Luce

Mote di gruppo nanou, luci di Fabio Sajiz

Motel di gruppo nanou, luci di Fabio Sajiz

Come quando di notte si sosta nel limbo fra la veglia e il sonno. Una soglia, potrebbe essere la luce nello spazio scenico, qualcosa in grado di aprire un varco nella mente per permetterle di vedere. Il nostro è uno sguardo assuefatto per sovraccarico di dati visivi, costantemente impegnato a guardare e ormai incapace di sostare nella visione. Tutto è di fronte a noi, i contorni sono chiari, lo sguardo è nel pieno delle sue facoltà. Eppure manca qualcosa. Ci scopriamo malati: vorremmo che tutto fosse nitido, senza pieghe e ombre. Cerchiamo fasci di luci bianchissime che permettano di fugare ogni dubbio, come di fronte a una scena del crimine improvvisamente illuminata a giorno durante una retata delle forze dell’ordine.

Tutto è lì di fronte a noi, eppure non lo dobbiamo vedere mai tutto: questa è la grande occasione della luce in teatro e di chi ne possiede le chiavi, come fosse lo strumento in grado di rivelare e celare allo stesso tempo.
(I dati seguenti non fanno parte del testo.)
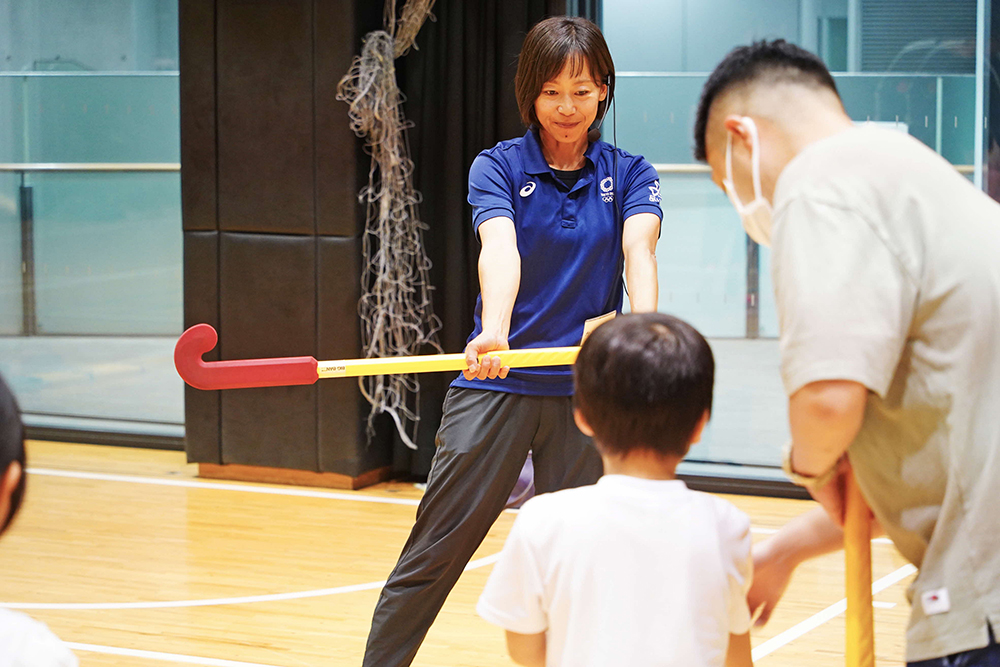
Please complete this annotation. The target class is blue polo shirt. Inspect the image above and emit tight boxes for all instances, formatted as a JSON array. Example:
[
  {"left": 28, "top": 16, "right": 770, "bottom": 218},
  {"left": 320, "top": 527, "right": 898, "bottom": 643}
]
[{"left": 451, "top": 127, "right": 663, "bottom": 396}]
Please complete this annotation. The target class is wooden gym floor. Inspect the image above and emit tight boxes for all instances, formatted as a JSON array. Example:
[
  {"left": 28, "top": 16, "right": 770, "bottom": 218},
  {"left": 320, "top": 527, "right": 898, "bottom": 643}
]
[{"left": 0, "top": 441, "right": 916, "bottom": 666}]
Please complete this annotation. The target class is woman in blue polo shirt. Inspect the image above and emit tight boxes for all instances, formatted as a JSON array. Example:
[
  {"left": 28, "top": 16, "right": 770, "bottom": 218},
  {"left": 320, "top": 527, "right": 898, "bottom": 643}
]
[{"left": 363, "top": 17, "right": 663, "bottom": 667}]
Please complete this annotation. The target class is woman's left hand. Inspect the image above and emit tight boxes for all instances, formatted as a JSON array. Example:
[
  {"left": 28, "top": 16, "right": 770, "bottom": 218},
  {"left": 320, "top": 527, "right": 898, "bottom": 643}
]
[{"left": 463, "top": 332, "right": 511, "bottom": 381}]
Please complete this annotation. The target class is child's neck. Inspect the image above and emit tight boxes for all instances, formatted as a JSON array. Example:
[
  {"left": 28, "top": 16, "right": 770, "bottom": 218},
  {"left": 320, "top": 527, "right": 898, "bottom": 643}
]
[{"left": 601, "top": 450, "right": 683, "bottom": 481}]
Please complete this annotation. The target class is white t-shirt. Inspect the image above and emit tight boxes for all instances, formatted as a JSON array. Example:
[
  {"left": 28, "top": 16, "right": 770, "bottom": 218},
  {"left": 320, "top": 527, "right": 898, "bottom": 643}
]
[
  {"left": 477, "top": 476, "right": 752, "bottom": 667},
  {"left": 0, "top": 608, "right": 78, "bottom": 667}
]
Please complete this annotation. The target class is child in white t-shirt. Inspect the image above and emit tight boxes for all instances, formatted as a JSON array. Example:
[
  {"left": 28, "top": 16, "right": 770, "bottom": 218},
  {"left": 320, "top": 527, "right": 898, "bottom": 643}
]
[
  {"left": 477, "top": 313, "right": 753, "bottom": 667},
  {"left": 0, "top": 375, "right": 78, "bottom": 667}
]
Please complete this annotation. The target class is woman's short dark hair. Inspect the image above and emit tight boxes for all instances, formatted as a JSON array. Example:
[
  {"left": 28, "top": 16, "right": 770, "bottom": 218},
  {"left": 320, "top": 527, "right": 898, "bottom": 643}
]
[
  {"left": 574, "top": 313, "right": 714, "bottom": 458},
  {"left": 515, "top": 16, "right": 614, "bottom": 128}
]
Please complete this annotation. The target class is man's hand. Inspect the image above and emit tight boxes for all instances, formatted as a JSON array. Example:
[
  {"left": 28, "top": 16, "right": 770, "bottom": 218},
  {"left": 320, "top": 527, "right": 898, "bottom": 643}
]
[
  {"left": 463, "top": 332, "right": 510, "bottom": 381},
  {"left": 807, "top": 457, "right": 872, "bottom": 528}
]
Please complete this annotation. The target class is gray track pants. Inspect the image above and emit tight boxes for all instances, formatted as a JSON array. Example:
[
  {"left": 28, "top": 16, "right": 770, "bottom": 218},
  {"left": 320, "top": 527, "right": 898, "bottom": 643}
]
[{"left": 362, "top": 387, "right": 603, "bottom": 667}]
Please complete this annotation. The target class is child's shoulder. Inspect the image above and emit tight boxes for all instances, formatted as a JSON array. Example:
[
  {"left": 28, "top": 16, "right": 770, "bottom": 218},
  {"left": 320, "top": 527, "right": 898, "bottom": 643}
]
[
  {"left": 687, "top": 490, "right": 752, "bottom": 550},
  {"left": 513, "top": 484, "right": 603, "bottom": 529},
  {"left": 689, "top": 488, "right": 750, "bottom": 523},
  {"left": 518, "top": 483, "right": 601, "bottom": 513}
]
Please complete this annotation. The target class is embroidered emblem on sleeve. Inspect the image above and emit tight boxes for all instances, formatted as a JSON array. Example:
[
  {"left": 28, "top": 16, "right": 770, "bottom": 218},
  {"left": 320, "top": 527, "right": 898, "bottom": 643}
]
[{"left": 648, "top": 181, "right": 662, "bottom": 203}]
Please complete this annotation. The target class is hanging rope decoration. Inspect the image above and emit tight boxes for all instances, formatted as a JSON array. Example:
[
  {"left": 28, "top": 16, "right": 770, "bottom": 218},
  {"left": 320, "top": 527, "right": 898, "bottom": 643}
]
[{"left": 337, "top": 0, "right": 442, "bottom": 450}]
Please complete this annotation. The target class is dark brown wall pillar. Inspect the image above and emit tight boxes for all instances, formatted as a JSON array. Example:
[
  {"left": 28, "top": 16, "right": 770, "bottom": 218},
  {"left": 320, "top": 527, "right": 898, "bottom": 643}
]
[{"left": 179, "top": 0, "right": 388, "bottom": 483}]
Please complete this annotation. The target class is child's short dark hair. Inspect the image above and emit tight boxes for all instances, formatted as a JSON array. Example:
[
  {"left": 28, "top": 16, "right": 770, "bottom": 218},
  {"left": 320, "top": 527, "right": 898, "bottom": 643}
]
[
  {"left": 574, "top": 313, "right": 714, "bottom": 457},
  {"left": 693, "top": 39, "right": 840, "bottom": 161},
  {"left": 515, "top": 16, "right": 614, "bottom": 128},
  {"left": 0, "top": 374, "right": 25, "bottom": 534}
]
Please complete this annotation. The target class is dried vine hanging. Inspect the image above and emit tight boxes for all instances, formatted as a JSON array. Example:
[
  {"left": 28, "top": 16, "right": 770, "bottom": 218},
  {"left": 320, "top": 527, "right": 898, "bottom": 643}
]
[{"left": 337, "top": 0, "right": 442, "bottom": 450}]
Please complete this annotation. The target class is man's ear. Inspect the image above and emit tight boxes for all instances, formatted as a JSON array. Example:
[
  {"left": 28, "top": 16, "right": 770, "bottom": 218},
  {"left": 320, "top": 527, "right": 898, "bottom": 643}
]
[
  {"left": 0, "top": 460, "right": 22, "bottom": 533},
  {"left": 723, "top": 115, "right": 753, "bottom": 152},
  {"left": 688, "top": 410, "right": 711, "bottom": 446},
  {"left": 573, "top": 408, "right": 594, "bottom": 437}
]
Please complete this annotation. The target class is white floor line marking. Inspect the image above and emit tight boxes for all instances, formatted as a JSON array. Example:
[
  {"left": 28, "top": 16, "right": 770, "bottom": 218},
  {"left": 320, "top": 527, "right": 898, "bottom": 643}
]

A teatro, grazie alla luce, potremmo trovarci di fronte al set del racconto La lettera rubata di Poe, dove il miglior modo per nascondere è non farlo, manomettendo lievemente l’orizzonte visivo quotidiano. Cos’altro è, se non questo, la visione aurorale di Le Sacre, pensando soprattutto alla velatura di Preludio? Oppure la stasi luminosa di Dolce Vita, una bolla senza apparenti variazioni, ma che a ben guardare muta e cresce con l’aumentare della tensione ritmica coreografica e musicale? Forse la luce deve incoraggiare una ricerca, invitando la danza a saggiare lo spazio e chi guarda ad acuire la vista? Come nella scatola nera di Solo Goldberg Improvisation, subitaneamente bagnata negli angoli e nelle intercapedini da ovali di luce bianca, tagliata da rette sagomate, ritmata da fade out che lambiscono il buio. Una luce che sappia scardinare la rassicurazione del punctum barthesiano, quella coincidenza fra forme e contenuti che pare conferire il vero senso all’immagine: pensiamo di averne trovato uno, ci gratifichiamo con noi stessi, ma poi a ben cercare ne troviamo un secondo, poi un terzo e un quarto, e così via (i rettangoli luminosi di Altissima Povertà?).

Come quando di notte si sosta nel limbo fra la veglia e il sonno. Si crede di avere capito tutto, c’è una rivelazione che sembra riguardarci fino alla radice dei capelli. Ci si sveglia e i contorni appaiono subito meno nitidi, così inizia la nostra ricerca. Questo, una luce può fare.